GitHub, Performance, and Crawlers (Oh My!)

GitHub

We are very pleased to announce that new and existing users can verify their accounts with their GitHub login as an alternative to using their SMS number.  Many thanks to all those Open Hubbites who contacted us to let us know their concerns and preferences surrounding SMS validation.  We would like to note that about 1/3 of the people who initially contacted us to say that they would not use their SMS number for validation changed their minds when they learned that we do not store their phone number and will never use it to contact them, but many others were simply uncomfortable, unwilling, or unable to use SMS to validate their account. Given the feedback we received, we are very pleased that the GitHub login arose as a clear alternative to the SMS validation.

We also adjusted the new account sign up workflow to ensure that, in addition to some authoritative validation such as SMS or GitHub, we are checking for a valid email address before allowing any edits to a users’ accounts.  We are very pleased that although some users continue to create accounts that violate our Terms of Use, the number of users who choose to do so is sufficiently small enough to enable us to review and address account violations promptly and efficiently.

Performance

On the performance front, we added more focused caching to the new UI code improving the People Index page response time from 18-60 seconds down to < 1 second, the Explore Projects page response time from over 100 seconds down to less than one, as well as all widget images cutting the response time in half to typically 1.5 seconds.

We continue to focus on improving our infrastructure.  Recently we upgraded our production database from PostgreSQL 9.2 to 9.4.  The upgrade process itself went ideally.  In less than an hour, we had redirected all traffic to a notification, cleaned up all executing jobs, performed the upgrade, and restored service to the site.
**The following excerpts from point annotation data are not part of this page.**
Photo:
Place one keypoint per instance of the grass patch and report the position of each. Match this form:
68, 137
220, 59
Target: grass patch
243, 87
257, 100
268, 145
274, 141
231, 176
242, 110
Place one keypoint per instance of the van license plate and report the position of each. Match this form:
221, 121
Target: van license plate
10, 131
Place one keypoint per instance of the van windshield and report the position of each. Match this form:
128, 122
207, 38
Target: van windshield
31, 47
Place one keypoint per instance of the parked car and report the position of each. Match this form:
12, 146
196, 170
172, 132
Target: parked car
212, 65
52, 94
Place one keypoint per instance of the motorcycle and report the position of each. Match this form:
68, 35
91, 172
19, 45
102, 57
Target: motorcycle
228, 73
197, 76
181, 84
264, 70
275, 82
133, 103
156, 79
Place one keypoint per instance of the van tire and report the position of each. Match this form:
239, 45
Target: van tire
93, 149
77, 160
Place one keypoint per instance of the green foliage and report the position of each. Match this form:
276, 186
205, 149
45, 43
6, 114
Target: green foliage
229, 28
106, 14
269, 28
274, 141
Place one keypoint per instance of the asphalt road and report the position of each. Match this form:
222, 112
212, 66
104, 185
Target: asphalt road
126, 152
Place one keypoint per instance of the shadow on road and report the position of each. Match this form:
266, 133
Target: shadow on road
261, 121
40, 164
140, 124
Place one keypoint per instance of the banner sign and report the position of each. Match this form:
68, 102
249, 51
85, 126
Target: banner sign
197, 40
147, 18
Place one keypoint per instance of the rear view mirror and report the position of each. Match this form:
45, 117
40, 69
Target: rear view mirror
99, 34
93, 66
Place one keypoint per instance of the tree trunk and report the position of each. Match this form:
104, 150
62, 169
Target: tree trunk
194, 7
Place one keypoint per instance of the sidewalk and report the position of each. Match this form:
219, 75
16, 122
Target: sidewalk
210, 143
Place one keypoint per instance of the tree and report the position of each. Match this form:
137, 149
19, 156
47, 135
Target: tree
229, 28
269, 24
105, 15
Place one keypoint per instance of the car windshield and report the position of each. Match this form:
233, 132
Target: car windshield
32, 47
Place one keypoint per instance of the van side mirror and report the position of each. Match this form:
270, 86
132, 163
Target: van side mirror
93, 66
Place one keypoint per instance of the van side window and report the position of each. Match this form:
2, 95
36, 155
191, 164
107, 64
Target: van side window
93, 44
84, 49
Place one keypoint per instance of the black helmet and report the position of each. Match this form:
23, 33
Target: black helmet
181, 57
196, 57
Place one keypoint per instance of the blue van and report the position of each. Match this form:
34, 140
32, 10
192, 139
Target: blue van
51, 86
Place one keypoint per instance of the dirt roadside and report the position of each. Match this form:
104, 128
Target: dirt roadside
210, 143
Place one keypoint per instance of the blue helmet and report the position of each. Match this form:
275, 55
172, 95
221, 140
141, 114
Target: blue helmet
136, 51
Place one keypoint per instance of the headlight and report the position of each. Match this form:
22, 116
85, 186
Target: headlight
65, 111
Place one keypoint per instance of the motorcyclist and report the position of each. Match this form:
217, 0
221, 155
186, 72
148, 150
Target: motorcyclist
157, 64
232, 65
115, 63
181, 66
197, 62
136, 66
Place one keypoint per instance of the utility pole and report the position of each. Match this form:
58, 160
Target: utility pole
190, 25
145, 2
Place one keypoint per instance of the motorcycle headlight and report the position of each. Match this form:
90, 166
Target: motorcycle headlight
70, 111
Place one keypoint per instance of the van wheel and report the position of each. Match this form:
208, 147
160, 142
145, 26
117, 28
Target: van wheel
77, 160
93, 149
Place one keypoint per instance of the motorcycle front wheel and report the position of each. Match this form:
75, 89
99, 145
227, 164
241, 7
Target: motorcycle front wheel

Unfortunately, within the next few days, it became clear that query performance had taken a significant nosedive. The pg_upgrade tool performs a series of table analyze steps, which helps to rebuild table metadata, but given the size of a number of our central tables, it did not sufficiently analyze the tables for optimal performance.  So we took a significant step for us and shut the site down again in the middle of the night in the middle of the weekend and performed “vacuum full” operations on these central tables. This dropped query times from the order of a minute and more back down to the order of fractions of a second, and brought the server response time down from minutes to 1-3 seconds. It’s important to note that lore has it that the database obtained with Ohloh when Black Duck acquired the site in 2010 has never been shut down for “vacuum full” on any table, so this was a pretty big deal. There was much quiet rejoicing.  Engineering Dances of Victory (EDoV).
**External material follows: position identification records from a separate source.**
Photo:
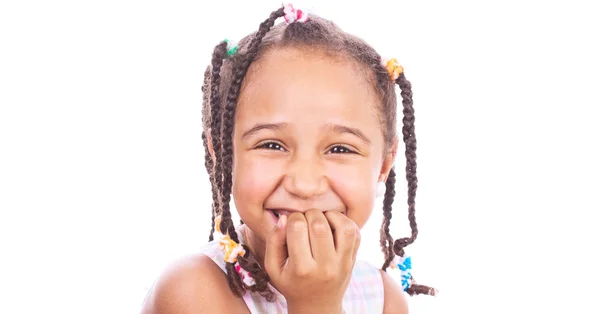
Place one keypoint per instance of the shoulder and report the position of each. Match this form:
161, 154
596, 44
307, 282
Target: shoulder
394, 298
194, 284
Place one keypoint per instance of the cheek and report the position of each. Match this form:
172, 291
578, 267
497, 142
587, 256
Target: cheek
254, 180
356, 186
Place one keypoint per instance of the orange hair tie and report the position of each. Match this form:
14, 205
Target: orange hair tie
394, 69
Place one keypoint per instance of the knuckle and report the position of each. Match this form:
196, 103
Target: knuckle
319, 227
302, 272
297, 225
349, 228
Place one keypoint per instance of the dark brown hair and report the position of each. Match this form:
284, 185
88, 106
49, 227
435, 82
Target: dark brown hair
222, 84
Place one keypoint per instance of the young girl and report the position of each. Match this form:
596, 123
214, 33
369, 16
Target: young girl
300, 128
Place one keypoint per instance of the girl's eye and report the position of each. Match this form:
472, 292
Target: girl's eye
339, 149
271, 145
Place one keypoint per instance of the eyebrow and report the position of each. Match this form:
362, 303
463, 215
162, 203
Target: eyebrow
264, 126
341, 129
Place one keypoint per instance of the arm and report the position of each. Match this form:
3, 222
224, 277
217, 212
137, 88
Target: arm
193, 285
394, 298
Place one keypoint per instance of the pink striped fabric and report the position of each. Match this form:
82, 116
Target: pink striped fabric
364, 293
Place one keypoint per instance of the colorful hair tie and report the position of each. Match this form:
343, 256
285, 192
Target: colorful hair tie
294, 15
231, 48
393, 68
404, 264
232, 250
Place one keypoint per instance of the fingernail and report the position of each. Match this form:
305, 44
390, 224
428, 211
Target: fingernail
282, 221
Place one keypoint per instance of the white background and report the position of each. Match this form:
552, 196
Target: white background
102, 180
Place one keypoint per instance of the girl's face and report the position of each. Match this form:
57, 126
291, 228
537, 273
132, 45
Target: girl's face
306, 136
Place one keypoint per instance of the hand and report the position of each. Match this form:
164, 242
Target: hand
310, 258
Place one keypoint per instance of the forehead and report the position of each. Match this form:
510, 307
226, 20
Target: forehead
308, 87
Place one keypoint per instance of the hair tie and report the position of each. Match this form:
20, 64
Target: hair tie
231, 48
404, 264
232, 250
294, 15
393, 68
For those gentle readers who do not speak database geek, the “vacuum full” operation builds a new set of mappings of the data in a table so that the query planner can more accurately estimate the best way to get the requested data from the table.  It’s very important and can be very challenging to do on a regular basis especially in a significant production environment with very large tables; which, ahem, we have.

The restoration of server performance to the current target of under 1.2 seconds is a good thing.  This gives us confidence that we have successfully addressed the significant performance problems since deploying the new Ohloh UI, schema and database upgrades, and updates to our crawlers.  With the new, clean code-base of the new UI now responding reliably, we will focus more on addressing the other long pole in our performance tent: the crawlers and analytics processing.

Crawlers

We’ve talked about the crawlers over the past year or so.  In New UI, New Account Creation Mechanism, Project Updates we talked about what happened when we catastrophically lost one of the crawlers.  In Progress report: Catching up on outdated analyses we also talked about some of the complexity of balancing the database configuration for optimal website and crawler usage. The bottom line is that the crawlers are a risk to the website.  So, we’ve been planning and working on how we’re going to address this problem.

First, we need to get off of the aging crawlers.  Then we need to separate the analytics database from the web application database.

For the first part, we are going to virtualize our crawlers and centralize local repository storage on a SAN, which will reduce our storage needs from 27TB down to 8TB. To do this we will separate the “Fetch, Import, SLOC” (FIS) part of our work from the “Project, Account, Organization Analysis” part of our work.  We’ve built a FISbot, which we can swap out for a centralized data collection service being built by another team within Black Duck.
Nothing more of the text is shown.